Students felt free to call Mr. Taoka at home and ask questions or just talk.

“I think he was a pure academic. He felt education was the most important thing you could do for yourself,” his daughter, Mari, said.

He was born April 20, 1916, in Watsonville, Calif., to Yukino Koda and Takaji Taoka. He was a graduate student at Stanford University when Japanese planes attacked Pearl Harbor on Dec. 7, 1941. By mid-1942, he and his wife, Matsuye, had been removed to the Santa Anita race track. By October, they were sent to the Heart Mountain relocation center near Cody, Wyo., each family assigned barracks heated only by a pot-bellied stove.
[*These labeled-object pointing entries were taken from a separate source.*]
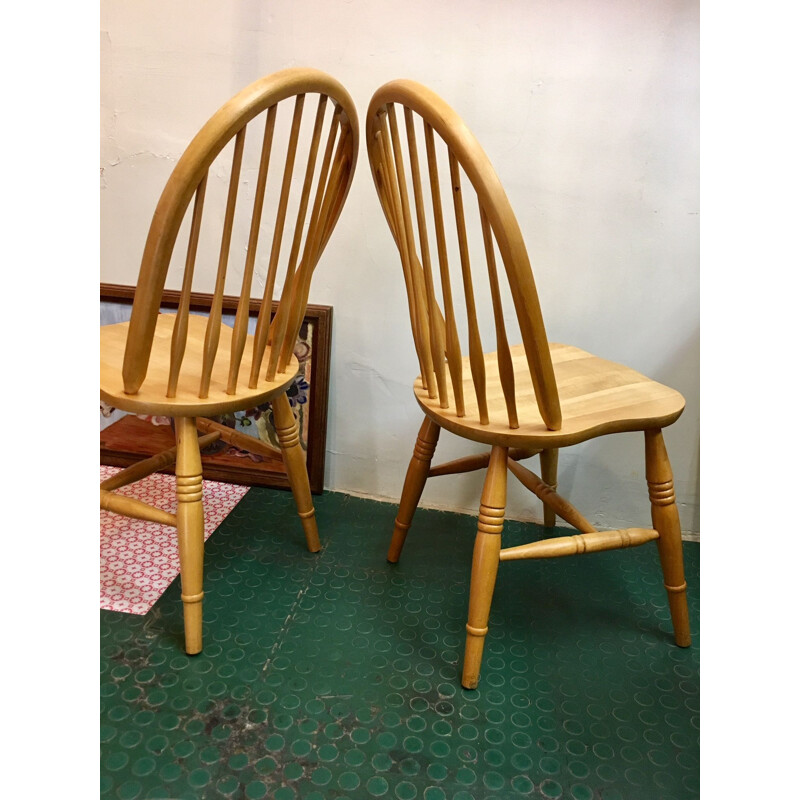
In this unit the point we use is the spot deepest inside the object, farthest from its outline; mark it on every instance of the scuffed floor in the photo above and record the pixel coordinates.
(337, 674)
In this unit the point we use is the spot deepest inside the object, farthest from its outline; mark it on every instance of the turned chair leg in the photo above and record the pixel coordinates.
(416, 476)
(666, 522)
(485, 560)
(549, 462)
(191, 538)
(289, 440)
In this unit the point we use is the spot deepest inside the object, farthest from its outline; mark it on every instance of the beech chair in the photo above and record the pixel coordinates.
(292, 183)
(527, 399)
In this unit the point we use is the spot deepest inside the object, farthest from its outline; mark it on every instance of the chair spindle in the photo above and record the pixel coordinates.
(452, 344)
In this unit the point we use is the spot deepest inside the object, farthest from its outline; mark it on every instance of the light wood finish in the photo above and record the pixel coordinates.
(548, 460)
(464, 154)
(665, 520)
(416, 476)
(526, 398)
(550, 498)
(150, 465)
(240, 440)
(191, 367)
(597, 397)
(152, 395)
(471, 463)
(485, 560)
(596, 542)
(190, 523)
(289, 439)
(131, 507)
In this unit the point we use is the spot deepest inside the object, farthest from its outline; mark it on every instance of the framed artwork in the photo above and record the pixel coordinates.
(127, 438)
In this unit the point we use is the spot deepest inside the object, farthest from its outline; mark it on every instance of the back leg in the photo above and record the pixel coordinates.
(416, 476)
(667, 523)
(549, 462)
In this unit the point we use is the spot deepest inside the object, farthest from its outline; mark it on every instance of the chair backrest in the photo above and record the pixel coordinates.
(396, 165)
(297, 201)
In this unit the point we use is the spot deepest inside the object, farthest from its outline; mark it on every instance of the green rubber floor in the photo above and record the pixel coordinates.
(336, 675)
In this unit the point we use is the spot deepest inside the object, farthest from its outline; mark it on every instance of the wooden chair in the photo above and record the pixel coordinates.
(292, 183)
(531, 398)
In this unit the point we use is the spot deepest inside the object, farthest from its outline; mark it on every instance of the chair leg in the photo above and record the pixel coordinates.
(416, 476)
(549, 462)
(289, 439)
(485, 560)
(666, 522)
(191, 539)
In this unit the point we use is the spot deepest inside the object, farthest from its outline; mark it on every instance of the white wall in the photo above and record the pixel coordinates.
(589, 113)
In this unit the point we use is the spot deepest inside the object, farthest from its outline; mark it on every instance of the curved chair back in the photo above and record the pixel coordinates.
(400, 160)
(294, 187)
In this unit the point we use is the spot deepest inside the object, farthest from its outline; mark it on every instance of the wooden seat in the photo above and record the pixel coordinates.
(288, 175)
(452, 223)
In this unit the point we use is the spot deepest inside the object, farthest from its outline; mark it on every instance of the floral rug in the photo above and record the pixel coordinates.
(139, 559)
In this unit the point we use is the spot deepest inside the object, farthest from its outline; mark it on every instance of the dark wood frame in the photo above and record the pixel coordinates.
(321, 317)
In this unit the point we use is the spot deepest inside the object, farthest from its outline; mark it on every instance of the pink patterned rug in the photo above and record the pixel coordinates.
(139, 559)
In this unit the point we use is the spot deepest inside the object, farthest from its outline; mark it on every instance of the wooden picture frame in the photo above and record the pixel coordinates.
(131, 438)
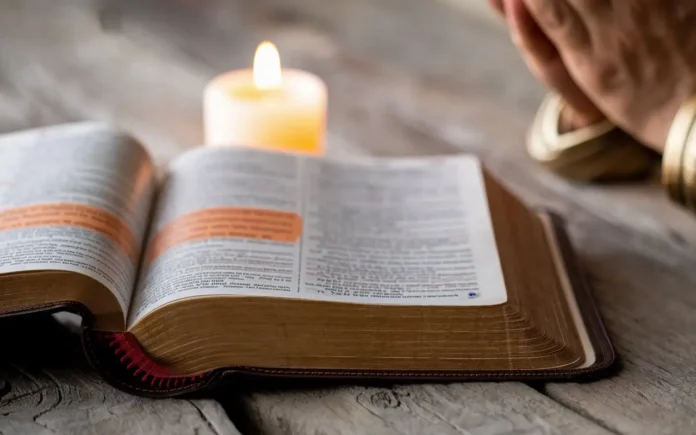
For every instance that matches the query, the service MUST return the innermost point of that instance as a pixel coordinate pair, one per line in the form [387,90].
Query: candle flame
[267,73]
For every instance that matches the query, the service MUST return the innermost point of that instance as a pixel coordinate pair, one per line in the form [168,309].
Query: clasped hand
[631,61]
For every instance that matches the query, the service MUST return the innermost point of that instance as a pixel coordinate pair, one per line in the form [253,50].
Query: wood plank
[480,408]
[427,94]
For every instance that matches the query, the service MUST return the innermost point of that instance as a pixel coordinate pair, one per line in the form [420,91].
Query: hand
[635,59]
[544,61]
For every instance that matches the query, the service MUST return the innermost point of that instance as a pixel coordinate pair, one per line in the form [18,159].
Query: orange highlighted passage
[241,222]
[74,215]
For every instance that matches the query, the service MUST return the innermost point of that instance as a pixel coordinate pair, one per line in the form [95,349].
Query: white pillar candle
[266,107]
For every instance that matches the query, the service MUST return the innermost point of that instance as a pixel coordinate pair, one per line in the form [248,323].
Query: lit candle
[266,107]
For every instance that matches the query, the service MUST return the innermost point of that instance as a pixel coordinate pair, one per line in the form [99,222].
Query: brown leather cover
[123,364]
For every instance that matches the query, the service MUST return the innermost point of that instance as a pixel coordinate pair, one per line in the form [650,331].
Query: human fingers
[561,23]
[546,64]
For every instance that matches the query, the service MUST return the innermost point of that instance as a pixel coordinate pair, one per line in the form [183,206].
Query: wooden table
[406,77]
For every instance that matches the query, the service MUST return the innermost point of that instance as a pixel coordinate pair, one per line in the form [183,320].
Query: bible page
[244,222]
[76,198]
[399,231]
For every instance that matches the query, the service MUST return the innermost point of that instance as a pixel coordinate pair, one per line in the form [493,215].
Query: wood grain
[406,77]
[425,409]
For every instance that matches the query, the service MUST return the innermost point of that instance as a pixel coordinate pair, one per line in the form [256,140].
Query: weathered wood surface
[406,77]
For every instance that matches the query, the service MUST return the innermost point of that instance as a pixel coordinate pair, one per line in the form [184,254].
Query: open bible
[239,261]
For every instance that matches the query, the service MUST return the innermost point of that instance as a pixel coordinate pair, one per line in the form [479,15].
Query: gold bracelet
[594,153]
[678,172]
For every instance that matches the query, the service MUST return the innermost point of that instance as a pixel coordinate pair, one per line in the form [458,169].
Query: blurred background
[399,72]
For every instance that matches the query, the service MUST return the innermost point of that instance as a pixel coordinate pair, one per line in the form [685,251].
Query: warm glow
[267,73]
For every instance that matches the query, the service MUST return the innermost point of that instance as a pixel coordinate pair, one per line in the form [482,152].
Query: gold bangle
[678,172]
[597,152]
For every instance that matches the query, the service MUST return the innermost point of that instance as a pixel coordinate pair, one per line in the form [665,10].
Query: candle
[266,107]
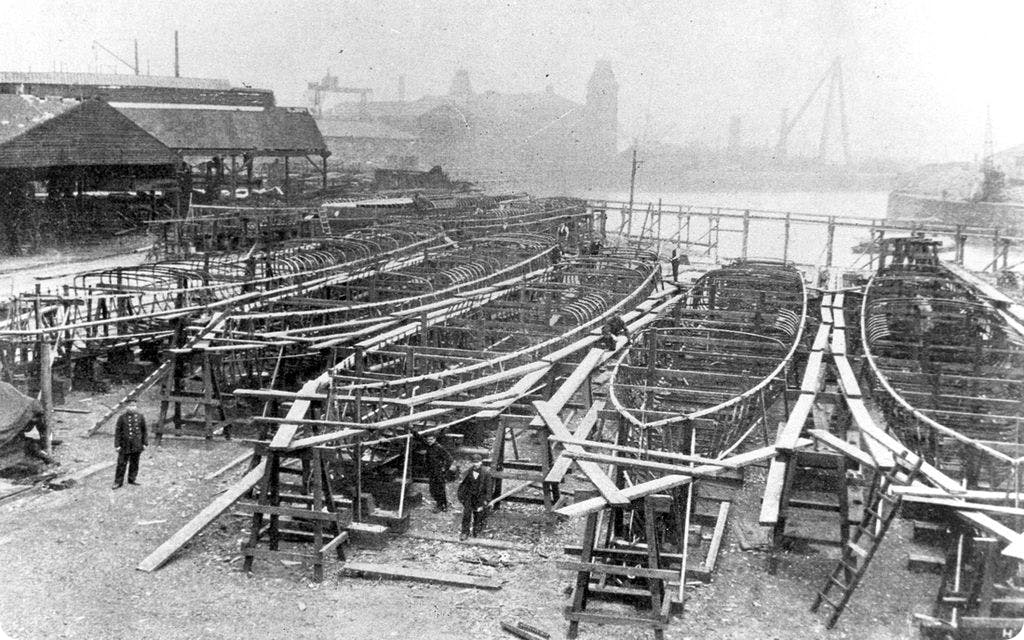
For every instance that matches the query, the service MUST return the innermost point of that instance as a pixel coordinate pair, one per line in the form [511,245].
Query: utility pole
[633,174]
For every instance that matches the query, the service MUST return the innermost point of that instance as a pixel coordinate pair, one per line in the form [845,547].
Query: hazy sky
[919,74]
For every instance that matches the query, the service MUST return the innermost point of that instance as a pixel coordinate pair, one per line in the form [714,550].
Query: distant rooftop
[124,80]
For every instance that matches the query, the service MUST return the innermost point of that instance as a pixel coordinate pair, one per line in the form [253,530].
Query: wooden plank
[635,463]
[586,425]
[340,539]
[471,542]
[660,485]
[847,379]
[968,506]
[771,501]
[293,512]
[787,437]
[839,322]
[283,437]
[716,540]
[227,467]
[812,374]
[883,456]
[593,472]
[821,338]
[163,553]
[922,489]
[394,571]
[1015,549]
[839,343]
[614,619]
[843,446]
[614,569]
[640,452]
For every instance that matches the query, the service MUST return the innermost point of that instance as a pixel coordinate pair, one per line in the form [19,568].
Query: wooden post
[45,376]
[832,241]
[357,488]
[404,476]
[287,190]
[785,239]
[995,249]
[747,231]
[46,391]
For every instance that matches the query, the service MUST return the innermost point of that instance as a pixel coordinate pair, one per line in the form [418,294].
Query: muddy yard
[69,562]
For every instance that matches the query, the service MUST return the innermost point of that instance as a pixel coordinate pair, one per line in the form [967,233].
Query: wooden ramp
[394,571]
[164,552]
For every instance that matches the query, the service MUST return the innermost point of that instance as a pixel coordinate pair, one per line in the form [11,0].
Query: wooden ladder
[325,225]
[880,511]
[304,511]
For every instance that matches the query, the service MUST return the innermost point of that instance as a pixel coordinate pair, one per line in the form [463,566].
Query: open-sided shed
[235,133]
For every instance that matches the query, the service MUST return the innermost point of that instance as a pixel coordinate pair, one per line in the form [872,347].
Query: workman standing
[129,440]
[438,463]
[474,493]
[617,327]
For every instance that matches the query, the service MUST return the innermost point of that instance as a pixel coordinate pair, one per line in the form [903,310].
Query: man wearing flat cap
[474,493]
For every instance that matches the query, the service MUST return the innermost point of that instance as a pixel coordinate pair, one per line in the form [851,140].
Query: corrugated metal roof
[18,114]
[341,128]
[86,134]
[272,131]
[122,80]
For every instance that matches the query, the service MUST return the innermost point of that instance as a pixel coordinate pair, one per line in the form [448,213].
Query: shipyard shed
[228,141]
[372,142]
[73,168]
[91,137]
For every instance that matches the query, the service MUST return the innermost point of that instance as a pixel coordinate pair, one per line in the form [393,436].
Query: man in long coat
[474,493]
[129,439]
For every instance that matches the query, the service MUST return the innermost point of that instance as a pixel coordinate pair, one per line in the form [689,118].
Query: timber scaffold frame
[675,426]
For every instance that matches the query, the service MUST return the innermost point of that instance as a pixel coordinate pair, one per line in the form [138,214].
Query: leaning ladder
[880,511]
[325,224]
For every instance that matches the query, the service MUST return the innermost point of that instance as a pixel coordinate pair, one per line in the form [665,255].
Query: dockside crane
[837,92]
[329,84]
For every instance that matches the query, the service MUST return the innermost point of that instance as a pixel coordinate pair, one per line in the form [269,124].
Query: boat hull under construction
[713,364]
[439,371]
[949,370]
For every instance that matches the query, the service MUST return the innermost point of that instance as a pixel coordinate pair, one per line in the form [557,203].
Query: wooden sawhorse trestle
[302,510]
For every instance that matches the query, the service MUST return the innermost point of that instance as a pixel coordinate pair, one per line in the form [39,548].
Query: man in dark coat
[129,440]
[438,462]
[474,493]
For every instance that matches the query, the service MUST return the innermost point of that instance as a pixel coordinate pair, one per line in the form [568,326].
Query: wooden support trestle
[880,511]
[294,503]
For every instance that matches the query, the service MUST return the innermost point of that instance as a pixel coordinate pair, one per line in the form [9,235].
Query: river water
[807,243]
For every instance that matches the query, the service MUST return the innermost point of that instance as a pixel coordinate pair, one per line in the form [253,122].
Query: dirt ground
[55,266]
[68,560]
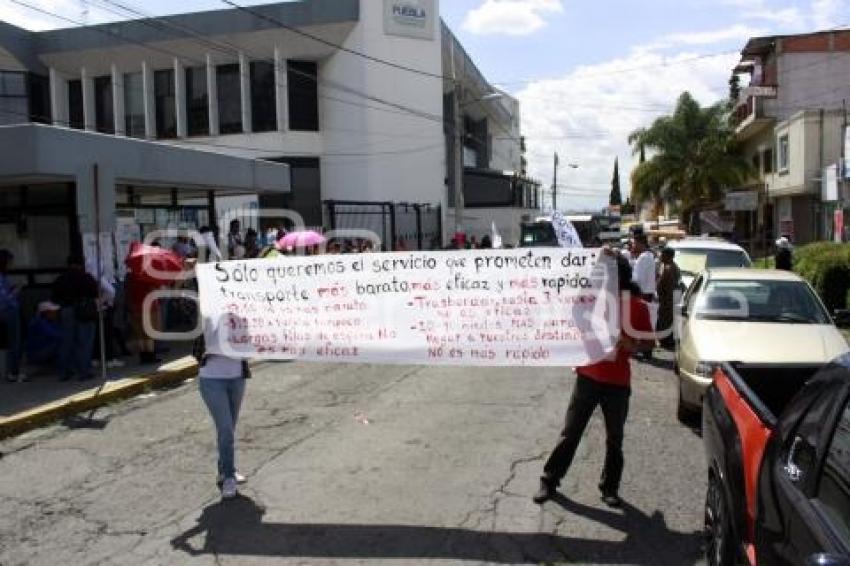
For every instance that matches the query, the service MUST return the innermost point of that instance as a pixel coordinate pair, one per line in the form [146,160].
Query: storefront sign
[410,18]
[547,307]
[742,201]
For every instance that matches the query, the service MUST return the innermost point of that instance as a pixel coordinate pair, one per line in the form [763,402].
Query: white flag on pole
[565,231]
[496,237]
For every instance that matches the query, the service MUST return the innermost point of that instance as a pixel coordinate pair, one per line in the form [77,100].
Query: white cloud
[737,32]
[66,13]
[510,17]
[827,14]
[586,116]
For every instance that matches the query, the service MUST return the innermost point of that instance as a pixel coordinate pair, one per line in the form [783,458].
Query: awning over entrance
[50,153]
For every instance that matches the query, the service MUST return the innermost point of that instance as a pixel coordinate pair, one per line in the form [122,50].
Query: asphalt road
[355,464]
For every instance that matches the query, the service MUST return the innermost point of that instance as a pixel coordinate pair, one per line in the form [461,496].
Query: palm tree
[694,159]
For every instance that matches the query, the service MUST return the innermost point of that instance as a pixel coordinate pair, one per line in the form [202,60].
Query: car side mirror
[827,560]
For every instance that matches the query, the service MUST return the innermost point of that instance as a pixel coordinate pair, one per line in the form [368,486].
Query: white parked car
[757,317]
[695,255]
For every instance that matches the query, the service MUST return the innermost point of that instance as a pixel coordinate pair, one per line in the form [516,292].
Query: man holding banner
[607,384]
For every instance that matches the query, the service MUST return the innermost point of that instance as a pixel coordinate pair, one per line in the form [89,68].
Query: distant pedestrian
[234,240]
[76,292]
[784,258]
[669,277]
[252,244]
[10,319]
[608,385]
[644,276]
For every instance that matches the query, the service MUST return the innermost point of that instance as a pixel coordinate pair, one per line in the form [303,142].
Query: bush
[826,266]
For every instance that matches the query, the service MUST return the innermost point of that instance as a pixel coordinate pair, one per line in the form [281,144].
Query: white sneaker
[239,478]
[228,488]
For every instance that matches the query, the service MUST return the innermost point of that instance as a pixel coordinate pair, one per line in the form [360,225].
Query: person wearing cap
[669,277]
[44,335]
[784,258]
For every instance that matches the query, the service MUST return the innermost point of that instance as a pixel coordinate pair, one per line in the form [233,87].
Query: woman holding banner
[607,384]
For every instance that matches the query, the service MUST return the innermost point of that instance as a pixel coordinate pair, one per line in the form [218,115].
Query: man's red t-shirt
[616,369]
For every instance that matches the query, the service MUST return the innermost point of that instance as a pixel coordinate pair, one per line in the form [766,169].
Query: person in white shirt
[222,387]
[645,269]
[645,277]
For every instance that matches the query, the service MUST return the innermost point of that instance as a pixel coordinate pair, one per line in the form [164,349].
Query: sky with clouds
[586,73]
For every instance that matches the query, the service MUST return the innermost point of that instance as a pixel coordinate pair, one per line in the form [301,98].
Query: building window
[197,102]
[134,105]
[166,109]
[14,107]
[767,161]
[104,119]
[784,156]
[303,86]
[229,90]
[263,105]
[39,98]
[76,117]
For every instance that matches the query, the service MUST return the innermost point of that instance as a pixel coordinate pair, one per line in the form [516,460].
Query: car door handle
[791,469]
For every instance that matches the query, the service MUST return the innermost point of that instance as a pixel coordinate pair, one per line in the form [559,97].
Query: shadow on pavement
[236,528]
[648,540]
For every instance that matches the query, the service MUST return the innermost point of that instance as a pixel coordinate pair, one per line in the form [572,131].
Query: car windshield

He received his master's degree in absentia from Stanford. He applied to 15 schools to work on his doctorate. UT was the only place to accept him, though it had no doctoral program for him. The government issued a release order on New Year’s Eve, 1942.

“He was always very positive. He never held any grudges,” his son said. “He was thankful that Toledo accepted him. He was so positive about the whole thing.”

He enlisted in the Army in 1944 and, during the war, his duty was intelligence in the Pacific Theater. Afterward, he was part of the U.S.-occupying force in Japan. He retired from the Army Reserve as a major. He received his doctorate in 1948 from Columbia University.

He was an ardent golfer and had been a member of Heather Downs Country Club.

He and his first wife, Matsuye, married in 1942. She died June 11, 1979. He later married E. Jane Johansen, a UT mathematics professor. The couple were married 23 years when she died Jan. 25, 2003.

Surviving are his son, Garret Taoka; daughter, L. Mari Taoka; two grandchildren, and two step-grandchildren.

Memorial services will be at 3 p.m. Sunday in Christ Presbyterian Church, of which he was a charter member.

The family suggests tributes to UT’s college of business or the church.